To be fair, he had been on the losing side of the English Civil War and had spent some of its aftermath locked up in the Tower of London, so I guess it’s not surprising he felt the need to let his hair down.  Except, in the spirit of the Merrie Monarch’s age of excess, he wasn’t so much a hair-letting-down guy as a proponent of full-on coiffure freefall. 

Needing to raise money, the duke sold off York House and its grounds to developers for £30k, adding the proviso that they had to commemorate him in the street names. His full name and title, mind you — no getting away with just Buckingham Street.

Although one of those would be part of it.  Buckingham House there is a bonus.
Doing It Properly

The developers, sensing a  bargain, readily agreed.  They made a George Street — the street that is now York Buildings — and a Villiers Street, which runs down the side of Charing Cross railway station. We already know there was a Duke Street, now part of John Adam Street, and Buckingham Street is shown above. That’s everything, right?  No.  Not quite.

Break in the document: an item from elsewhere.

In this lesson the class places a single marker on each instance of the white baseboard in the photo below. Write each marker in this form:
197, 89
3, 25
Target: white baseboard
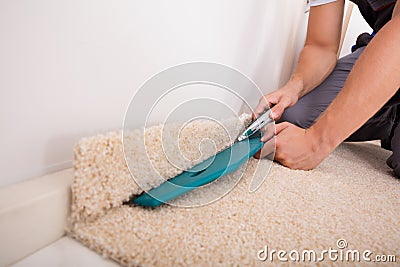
33, 214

This led to the shortest name given to a London alley, although it has since been renamed.

This is the alley in question.  That’s Villiers Street at the end there.

So what was it called? Well, today it’s York Place but the renaming of it caused an outcry amongst London’s notoriously bloody-minded residents; so much so that the old name is still noted on the sign.  In “George Villiers, Duke of Buckingham” there’s still one word unaccounted for…

Completism. They were doing it right.

Savoy Place

As a final note, Savoy Place, onto which Lower Robert Street exits, also takes its name from a vanished mansion. The Savoy Hotel stands on its grounds, opened in 1889 by the impresario Richard D’Oyly Carte (1844-1901), who had made a fortune as producer to Gilbert and Sullivan and who actually lived in one of the Adams’ Adelphi Buildings. Richard was able to snap the land up cheaply as a fire had ravaged it in 1864 and it had been derelict since. 

The reason the estate is named for what was once a country and is now a region straddling the borders of France, Italy and Switzerland is that Peter II, Count of Savoy, was the maternal uncle of Eleanor of Provence, wife of King Henry III.  Peter accompanied his niece to England and Henry gave him land by the Thames, which included a palace built by Simon de Montfort. The palace is long gone — Wat Tyler burnt it down during the 1381 Peasant’s Revolt — but the name, as they say, lingers on.